She was told by one business owner that he watched a potential customer drive away without even getting out of the car, and without saying a word.
The civic association wants to band businesses together against that kind of erosion when it hosts a meeting for merchants Oct. 16 at 8:30 a.m. at Wing's restaurant, 2801 E. Main St.
Eastmoor is known for its strong housing stock and supportive family atmosphere, and Samuel and others want to keep it that way.
"It is important to an aging area to pay attention to retention" of customers and businesses, Samuel said.
The meeting is the next step after the association received approval in April from Columbus City Council for its redevelopment plan for Main and Broad streets.
The association wants to involve the 135 businesses on the two corridors, as well as neighboring establishments such as the Super Duper market and Gary Memorial Chapel on James Road.
Members have been spurred to focus attention on their own needs and potential as they watch the development taking place on Main Street in Bexley, to the west, and Whitehall, to the east.
Even the near east section of Main Street has seen its share of attention, with a police substation, health center, new lighting and banners complimenting new businesses in the area.
The goals of the Eastmoor effort are to strengthen existing businesses and to attract new investment by providing a safe and attractive environment.

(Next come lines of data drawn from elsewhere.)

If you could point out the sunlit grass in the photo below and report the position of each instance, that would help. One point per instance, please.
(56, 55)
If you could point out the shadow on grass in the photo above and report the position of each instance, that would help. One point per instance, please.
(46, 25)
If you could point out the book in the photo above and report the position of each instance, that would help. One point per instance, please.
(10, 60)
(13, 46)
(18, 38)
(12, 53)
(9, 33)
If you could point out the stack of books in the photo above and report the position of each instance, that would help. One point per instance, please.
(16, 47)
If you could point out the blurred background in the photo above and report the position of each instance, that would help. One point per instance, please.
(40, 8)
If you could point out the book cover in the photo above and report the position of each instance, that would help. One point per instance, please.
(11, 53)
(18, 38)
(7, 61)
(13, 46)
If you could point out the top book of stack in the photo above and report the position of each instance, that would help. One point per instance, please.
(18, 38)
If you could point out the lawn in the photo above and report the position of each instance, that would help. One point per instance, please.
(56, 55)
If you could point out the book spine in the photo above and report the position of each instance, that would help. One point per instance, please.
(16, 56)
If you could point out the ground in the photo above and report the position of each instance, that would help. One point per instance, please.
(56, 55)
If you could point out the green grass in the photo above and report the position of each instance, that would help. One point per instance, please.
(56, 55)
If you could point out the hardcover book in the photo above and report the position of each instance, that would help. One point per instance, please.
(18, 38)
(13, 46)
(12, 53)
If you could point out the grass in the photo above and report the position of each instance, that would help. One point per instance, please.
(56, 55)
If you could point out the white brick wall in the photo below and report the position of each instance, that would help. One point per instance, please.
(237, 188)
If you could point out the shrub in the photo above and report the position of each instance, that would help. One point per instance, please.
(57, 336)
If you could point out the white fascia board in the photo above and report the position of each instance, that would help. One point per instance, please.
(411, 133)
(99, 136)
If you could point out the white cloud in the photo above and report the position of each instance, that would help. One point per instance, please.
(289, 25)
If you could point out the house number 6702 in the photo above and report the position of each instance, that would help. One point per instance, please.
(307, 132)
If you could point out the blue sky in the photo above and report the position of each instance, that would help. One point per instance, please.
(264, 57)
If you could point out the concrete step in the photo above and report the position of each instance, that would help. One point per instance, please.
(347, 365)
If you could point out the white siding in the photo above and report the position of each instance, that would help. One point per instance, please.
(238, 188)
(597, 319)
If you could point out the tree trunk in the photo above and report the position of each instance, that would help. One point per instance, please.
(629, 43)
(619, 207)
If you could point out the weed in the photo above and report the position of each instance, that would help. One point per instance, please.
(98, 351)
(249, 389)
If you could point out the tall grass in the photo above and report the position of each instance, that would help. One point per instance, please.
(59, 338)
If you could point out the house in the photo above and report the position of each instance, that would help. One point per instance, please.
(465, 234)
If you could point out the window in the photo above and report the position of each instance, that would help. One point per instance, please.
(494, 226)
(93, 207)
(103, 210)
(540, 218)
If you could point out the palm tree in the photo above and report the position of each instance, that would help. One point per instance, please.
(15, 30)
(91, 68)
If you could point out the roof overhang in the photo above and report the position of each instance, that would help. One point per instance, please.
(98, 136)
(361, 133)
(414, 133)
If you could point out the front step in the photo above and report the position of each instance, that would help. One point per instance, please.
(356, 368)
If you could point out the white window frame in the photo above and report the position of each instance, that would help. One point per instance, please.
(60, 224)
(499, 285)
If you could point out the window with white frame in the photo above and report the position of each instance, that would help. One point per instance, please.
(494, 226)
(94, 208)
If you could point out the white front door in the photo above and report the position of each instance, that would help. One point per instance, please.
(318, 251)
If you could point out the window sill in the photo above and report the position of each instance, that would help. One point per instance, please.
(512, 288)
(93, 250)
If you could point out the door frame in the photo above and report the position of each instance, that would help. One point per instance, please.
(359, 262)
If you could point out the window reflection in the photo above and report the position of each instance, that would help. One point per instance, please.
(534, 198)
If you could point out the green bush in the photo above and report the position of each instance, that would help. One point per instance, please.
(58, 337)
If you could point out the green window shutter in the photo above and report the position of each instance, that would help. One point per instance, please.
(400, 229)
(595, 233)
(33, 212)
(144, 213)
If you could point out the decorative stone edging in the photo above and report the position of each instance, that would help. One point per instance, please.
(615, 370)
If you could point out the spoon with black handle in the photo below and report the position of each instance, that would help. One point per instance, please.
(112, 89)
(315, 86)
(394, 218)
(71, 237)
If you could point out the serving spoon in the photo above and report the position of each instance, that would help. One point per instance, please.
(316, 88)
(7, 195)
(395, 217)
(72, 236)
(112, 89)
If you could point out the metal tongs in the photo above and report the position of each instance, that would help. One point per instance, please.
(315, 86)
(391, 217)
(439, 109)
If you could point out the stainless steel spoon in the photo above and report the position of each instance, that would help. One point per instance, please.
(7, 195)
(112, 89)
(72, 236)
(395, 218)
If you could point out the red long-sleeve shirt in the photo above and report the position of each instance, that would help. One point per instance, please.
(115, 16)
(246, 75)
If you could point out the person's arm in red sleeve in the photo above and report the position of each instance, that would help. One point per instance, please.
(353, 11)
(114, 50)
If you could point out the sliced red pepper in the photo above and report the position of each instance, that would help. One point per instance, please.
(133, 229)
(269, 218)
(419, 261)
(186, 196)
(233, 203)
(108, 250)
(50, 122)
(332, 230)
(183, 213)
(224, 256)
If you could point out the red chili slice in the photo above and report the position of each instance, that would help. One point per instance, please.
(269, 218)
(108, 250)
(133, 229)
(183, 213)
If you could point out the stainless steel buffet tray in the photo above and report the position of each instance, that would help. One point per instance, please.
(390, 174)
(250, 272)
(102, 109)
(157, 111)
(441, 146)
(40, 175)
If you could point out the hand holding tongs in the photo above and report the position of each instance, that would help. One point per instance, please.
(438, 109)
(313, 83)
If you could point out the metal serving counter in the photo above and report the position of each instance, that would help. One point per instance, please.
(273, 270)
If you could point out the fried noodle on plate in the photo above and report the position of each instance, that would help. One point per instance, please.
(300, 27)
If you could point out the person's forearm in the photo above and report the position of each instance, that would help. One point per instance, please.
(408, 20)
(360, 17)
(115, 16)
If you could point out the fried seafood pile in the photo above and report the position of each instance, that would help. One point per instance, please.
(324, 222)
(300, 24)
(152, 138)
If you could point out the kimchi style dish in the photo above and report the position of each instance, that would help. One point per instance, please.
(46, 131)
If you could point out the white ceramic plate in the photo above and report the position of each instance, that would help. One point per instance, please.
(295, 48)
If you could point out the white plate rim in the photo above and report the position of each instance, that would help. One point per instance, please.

Residents have long complained about drugs and prostitution that persist, driving away homeowners and customers for local businesses.
The group was successful in getting Motel One, identified as a magnet for crime, boarded up for a year.
Without a business association, "we're working from scratch," reported Samuel.
With the planning completed with the help of the Columbus development office, they are pretty much on their own, also, she added.
The first goal of the meeting is to establish an email block watch for business owners to communicate with each other.
While owners face similar issues, everybody feels like they are on their own unless they talk to each other, Samuel said.
The participants will also discuss the results of a survey mailed to business owners on such issues as crime and the enforcement of city codes.
It is important for the area to look after itself and have a voice, Samuel urged. She noted that the number of code enforcement officers has been reduced by 30 percent, and the city is also short of police officers.
Having strong neighborhoods benefits the entire city, Samuel believes. "I think they have forgotten that neighborhoods are economic engines."